The World Health Organisation has reported an outbreak of Ebola Hemorrhagic Fever in Equateur Province, Democratic Republic of Congo, after two people tested positive for the Virus which causes the disease this week. Eighteen people are reported to have died in the remote town of Bikoro on Lake Tumba, with another sixteen showing symptoms of the disease as of 11 May 2018. Teams from the World Health Organisation and Médecins Sans Frontières have been deployed to the region to provide assistance to local medical agencies, with an experimental vaccine against the disease developed since the 2014 West African Ebola outbreak being deployed for the first time in the hope of halting the spread of the disease.
Scientists at the Institut National de Recherche Biomédicale in Kinshasa, where blood samples collected from hemorrhagic fever victims in Eqateur Province, Democratic Republic of Congo, tested positive for the Ebola Virus this week. WHO.
Ebola Hemorrhagic Fever is caused by RNA Viruses of the genus Ebolavirus. It has a reputation for being the world's deadliest viral disease, at least in part due to the 1995 film Outbreak, though this is probably slightly inaccurate as about 50% of victims survive, making it less deadly than diseases such as Rabies. However it is extremely contagious, with know known cure, and has a tendency to rapidly overwhelm local health systems as health workers themselves are infected.
Ebola begins with a fever similar to that caused by Influenza or Malaria, which tends to come on rapidly two-to-three weeks after infection (during at least part of which time the patient is already infectious). This tends to be followed by extreme respiratory tract infection, headaches, confusion, rashes and tissue necrosis and heavy bleeding. Death is generally caused by multiple organ failure.
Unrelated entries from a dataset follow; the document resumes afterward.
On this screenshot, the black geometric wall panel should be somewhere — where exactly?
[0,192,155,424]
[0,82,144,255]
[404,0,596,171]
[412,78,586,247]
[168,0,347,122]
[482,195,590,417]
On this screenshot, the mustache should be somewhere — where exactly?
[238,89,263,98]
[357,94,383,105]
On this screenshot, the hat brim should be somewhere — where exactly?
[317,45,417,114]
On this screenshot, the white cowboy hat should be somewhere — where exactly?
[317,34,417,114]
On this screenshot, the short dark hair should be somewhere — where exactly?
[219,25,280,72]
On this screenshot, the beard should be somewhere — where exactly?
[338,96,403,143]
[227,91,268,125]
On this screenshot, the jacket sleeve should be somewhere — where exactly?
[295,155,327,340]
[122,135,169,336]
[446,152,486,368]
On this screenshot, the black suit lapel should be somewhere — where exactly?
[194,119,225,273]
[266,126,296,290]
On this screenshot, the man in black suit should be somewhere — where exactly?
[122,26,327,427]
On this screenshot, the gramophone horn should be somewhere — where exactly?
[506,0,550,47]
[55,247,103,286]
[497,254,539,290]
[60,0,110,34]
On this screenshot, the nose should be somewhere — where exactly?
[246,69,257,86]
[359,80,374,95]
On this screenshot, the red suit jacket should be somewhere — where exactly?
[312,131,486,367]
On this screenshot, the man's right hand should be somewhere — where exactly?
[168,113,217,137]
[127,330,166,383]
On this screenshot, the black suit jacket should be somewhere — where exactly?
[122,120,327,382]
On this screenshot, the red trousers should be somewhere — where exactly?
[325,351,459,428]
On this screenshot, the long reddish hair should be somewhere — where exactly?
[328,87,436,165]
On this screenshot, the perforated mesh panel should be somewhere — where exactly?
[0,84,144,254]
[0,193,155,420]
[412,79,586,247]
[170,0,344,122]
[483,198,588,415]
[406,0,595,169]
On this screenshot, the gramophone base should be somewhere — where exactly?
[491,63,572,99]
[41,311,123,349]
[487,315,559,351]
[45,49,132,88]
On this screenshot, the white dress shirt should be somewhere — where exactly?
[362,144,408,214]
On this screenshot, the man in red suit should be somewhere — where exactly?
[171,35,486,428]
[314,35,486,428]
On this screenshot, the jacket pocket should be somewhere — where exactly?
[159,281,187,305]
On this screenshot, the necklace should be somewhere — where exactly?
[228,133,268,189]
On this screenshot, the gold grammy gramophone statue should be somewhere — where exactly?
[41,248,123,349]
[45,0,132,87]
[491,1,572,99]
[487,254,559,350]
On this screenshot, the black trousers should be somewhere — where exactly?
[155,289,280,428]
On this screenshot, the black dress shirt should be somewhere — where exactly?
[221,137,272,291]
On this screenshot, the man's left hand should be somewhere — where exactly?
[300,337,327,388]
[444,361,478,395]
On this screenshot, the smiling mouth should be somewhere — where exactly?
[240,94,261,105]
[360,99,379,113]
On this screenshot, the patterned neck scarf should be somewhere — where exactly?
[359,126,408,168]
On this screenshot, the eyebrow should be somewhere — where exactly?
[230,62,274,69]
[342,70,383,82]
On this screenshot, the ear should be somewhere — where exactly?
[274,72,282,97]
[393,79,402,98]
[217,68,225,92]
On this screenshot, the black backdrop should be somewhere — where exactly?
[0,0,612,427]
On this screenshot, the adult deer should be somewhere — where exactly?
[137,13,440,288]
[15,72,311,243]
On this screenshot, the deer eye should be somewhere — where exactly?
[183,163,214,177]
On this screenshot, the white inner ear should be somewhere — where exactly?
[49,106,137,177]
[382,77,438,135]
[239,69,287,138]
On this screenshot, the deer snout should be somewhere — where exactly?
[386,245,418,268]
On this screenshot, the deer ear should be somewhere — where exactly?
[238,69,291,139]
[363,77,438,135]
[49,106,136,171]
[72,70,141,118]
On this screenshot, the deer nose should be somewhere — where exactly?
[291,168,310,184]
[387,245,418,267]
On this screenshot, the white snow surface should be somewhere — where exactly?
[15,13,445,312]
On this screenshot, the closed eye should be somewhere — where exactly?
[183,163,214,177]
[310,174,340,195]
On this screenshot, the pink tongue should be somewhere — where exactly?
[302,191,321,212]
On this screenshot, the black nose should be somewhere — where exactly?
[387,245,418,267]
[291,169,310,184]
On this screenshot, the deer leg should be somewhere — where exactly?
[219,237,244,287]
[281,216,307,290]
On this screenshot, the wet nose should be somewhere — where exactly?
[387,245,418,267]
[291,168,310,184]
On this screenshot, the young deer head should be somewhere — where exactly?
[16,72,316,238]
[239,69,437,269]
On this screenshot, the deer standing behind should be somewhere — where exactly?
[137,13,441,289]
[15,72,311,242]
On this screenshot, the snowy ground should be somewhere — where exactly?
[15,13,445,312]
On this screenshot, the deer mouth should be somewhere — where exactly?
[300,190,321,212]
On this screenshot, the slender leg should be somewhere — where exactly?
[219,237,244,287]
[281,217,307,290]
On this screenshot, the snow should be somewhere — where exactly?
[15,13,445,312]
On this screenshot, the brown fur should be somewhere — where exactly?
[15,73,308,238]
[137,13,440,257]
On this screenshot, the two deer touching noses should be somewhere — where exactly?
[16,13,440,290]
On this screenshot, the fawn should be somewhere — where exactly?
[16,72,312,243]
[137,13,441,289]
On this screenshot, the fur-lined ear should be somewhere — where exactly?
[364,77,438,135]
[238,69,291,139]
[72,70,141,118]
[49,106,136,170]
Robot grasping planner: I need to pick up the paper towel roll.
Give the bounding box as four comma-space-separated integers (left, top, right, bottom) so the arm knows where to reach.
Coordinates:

The only known treatment for Ebola is intensive rehydration, which can improve the survival prospects of patients greatly, accompanied by anticoagulants and procoagulants to mange the diseases attacks on the circulatory system, analgesia to cope with the pain of the disease and antibiotics and antimycotics to prevent secondary infection. Due to the highly contagious nature of the disease it is recommended that healthcare workers wear full-body protection to maintain a barrier between them and their patients; a daunting prospect in the tropical regions of Africa where the disease is endemic.
Ebolavirus is thought to have a non-human animal vector, since its rapid onset and high mortality rate appears to preclude a permanent residence within Human hosts. Surveys of wild animals have found Ebola infections in Rodents and Great Apes, however these were affected by the disease in a similar way to Humans, and are therefore unlikely permanent hosts. The most likely vectors are thought to be Fruit Bats or small Primates, which are endemic to the areas where the disease occurs and which are widely eaten; cooking meat probably kills the virus, but there is a distinct danger of infection while preparing carcasses.
Electron micrograph of an Ebola Virus particle. Frederick Murphy/Centers for Disease Control and Prevention/Wikimedia Commons.